The enemy we keep inventing

Sarwat Ali
March 22, 2026

In every crisis, the old story is told again

The enemy we keep inventing


I

t is disconcerting how, in times of crisis, fault-lines we imagine long buried return with force. Narratives of change, development and evolution fall away quickly.

The present tensions between Iran and the United States feel less like a new conflict and more like a return, a reopening of the grooves that have long shaped hostility. The lines are familiar. So is the language. The Other becomes explanation enough.

War, in this sense, is not only fought on the ground. It is prepared in the mind.

The idea of the Other has always been central to this preparation. In the classical Greek play The Persians by Aeschylus, the defeated are not simply shown as vanquished, but as fundamentally flawed. The Persians are portrayed as excessive, unstable and ruled by arbitrary power. Their men lack discipline, their system lacks order.

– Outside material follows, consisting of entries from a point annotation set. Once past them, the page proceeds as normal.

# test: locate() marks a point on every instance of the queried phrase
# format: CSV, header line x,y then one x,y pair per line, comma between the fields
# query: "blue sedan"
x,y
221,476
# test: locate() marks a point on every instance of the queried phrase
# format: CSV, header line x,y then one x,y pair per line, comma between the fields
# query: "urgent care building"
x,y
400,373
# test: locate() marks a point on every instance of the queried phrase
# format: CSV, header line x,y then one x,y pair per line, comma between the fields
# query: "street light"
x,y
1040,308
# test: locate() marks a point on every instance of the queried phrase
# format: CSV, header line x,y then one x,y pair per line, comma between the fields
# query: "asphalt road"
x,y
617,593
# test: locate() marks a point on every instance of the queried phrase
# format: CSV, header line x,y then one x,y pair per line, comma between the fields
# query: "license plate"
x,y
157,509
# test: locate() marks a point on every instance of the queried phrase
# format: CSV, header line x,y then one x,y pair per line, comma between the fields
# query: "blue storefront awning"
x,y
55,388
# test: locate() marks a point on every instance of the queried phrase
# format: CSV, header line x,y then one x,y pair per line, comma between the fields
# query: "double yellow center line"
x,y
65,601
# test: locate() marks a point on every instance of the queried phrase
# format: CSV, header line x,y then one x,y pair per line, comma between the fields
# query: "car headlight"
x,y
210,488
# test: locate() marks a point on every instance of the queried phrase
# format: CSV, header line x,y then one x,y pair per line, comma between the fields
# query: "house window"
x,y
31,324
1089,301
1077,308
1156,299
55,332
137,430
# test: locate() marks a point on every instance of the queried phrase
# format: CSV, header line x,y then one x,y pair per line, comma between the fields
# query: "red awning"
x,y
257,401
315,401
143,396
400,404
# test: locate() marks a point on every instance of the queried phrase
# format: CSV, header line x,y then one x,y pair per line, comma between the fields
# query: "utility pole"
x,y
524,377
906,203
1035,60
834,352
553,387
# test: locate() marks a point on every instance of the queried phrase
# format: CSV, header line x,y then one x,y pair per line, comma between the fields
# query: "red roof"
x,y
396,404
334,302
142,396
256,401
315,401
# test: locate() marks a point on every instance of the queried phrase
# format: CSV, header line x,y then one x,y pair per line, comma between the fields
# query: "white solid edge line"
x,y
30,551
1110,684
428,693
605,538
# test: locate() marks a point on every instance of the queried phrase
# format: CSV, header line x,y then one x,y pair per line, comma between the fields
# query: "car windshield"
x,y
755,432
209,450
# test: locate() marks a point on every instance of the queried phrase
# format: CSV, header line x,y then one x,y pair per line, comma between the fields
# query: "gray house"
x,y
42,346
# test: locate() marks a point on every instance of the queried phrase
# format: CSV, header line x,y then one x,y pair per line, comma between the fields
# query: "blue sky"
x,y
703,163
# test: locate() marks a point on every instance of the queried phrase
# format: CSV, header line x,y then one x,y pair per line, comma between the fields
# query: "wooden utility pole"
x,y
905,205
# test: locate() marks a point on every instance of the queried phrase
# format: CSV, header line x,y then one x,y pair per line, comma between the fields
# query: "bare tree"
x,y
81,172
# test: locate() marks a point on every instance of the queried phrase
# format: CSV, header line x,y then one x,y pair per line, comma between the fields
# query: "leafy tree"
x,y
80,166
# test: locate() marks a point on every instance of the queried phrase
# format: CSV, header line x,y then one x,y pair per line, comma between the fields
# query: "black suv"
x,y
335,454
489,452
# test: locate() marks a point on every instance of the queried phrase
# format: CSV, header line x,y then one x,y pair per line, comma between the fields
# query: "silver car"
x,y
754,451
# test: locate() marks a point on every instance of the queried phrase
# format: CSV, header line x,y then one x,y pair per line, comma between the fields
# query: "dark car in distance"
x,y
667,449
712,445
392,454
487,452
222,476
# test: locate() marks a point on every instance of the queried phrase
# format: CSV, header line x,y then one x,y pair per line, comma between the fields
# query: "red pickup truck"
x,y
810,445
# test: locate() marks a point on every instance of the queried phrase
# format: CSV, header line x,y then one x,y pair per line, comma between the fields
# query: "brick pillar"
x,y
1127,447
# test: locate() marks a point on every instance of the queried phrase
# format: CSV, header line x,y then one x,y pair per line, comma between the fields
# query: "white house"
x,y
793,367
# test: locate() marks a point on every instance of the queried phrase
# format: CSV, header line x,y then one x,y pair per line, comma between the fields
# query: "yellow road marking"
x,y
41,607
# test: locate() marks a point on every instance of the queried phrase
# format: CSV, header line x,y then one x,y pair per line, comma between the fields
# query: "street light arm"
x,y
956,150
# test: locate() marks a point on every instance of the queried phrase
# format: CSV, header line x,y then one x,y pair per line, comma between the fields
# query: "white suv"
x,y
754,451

They stand outside what is presented as civilisation.

This framing is not incidental. It establishes a moral distance. Once that distance is in place, the use of force can be made to appear necessary, even corrective.

What is striking is how little this structure has changed. The language shifts, the medium evolves, but the pattern remains intact. The film 300, drawing loosely on the same conflict, carries forward this portrayal. Persians appear as tyrannical, superstitious and cruel. The imagery is heightened, but the message is clear: the enemy must be stripped of complexity before they can be opposed.

The justification that follows rests on a stark contrast: our restraint against their excess, our order against their chaos. It is a framing that leaves little room for ambiguity. Once accepted, it narrows the range of possible responses.

A more considered approach would resist this narrowing. It would recognise that conflict rarely conforms to moral absolutes; that motives and actions exist within a web of context. But such an approach requires patience and a tolerance for uncertainty, qualities that are often in short supply when tensions rise.

Instead, public discourse tends towards clarity, even when that clarity oversimplifies. The world is reduced to a binary, and the binary demands alignment.

This habit of simplification extends beyond geopolitics. In the subcontinent, cultural production offers a parallel. Films based on contested histories frequently trigger reactions that far exceed their scope. A fictional narrative can provoke protest and outrage; even violence, while a carefully researched documentary may pass largely unnoticed.

The disparity is revealing. It suggests that the response is not driven solely by questions of accuracy or representation. Rather, it reflects a readiness to take offence, to find in cultural texts a cause for mobilisation.

It is always the Other that becomes reason enough.

In this sense, the trigger becomes secondary. The reaction follows a pattern of its own.

There is a rhythm to it: a moment of provocation, an escalation of sentiment, a collective release. Each instance appears distinct, yet it echoes previous ones. The recurrence is difficult to ignore. It points to something cyclical, where the act of reaction is sustained as much by expectation as by event.

This cyclical quality lends conflict a certain inevitability. It begins to resemble a structure that reproduces itself, rather than a sequence that can be easily interrupted. Efforts to step outside it, to introduce nuance, to slow the pace of escalation often struggle to take hold.

The consequence is a narrowing of perspective. When the world is consistently read through oppositional terms, the space for alternative readings diminishes. The Other is fixed in place and the narrative that surrounds them becomes increasingly rigid.

The present conflict in the Middle East reflects this condition. Much of the analysis surrounding it falls back on established frames, civilisational divides, historical grievances and moral certainties. These frames offer coherence, but they also constrain understanding.

They pull the conversation towards older ways of seeing, where difference is easily translated into distance and distance into distrust.

What is lost in this process is not only nuance, but proportion. The complexity of events is compressed into recognisable patterns. The unfamiliar is made legible by fitting it into what is already known.

Yet this legibility comes at a cost. It reinforces the very divisions it seeks to explain.

If there is a difficulty in moving beyond this pattern, it lies in its familiarity. The language of opposition is deeply embedded. It offers clarity, direction and, at times, a sense of purpose. To question it requires stepping into uncertainty, where conclusions are less immediate and positions less secure.

That is a demanding task, particularly in moments that call for decisiveness.

The cycle persists. The Other is invoked, the lines are drawn and conflict finds its footing once again, not as an exception, but as a continuation.


The writer is a culture critic based in Lahore.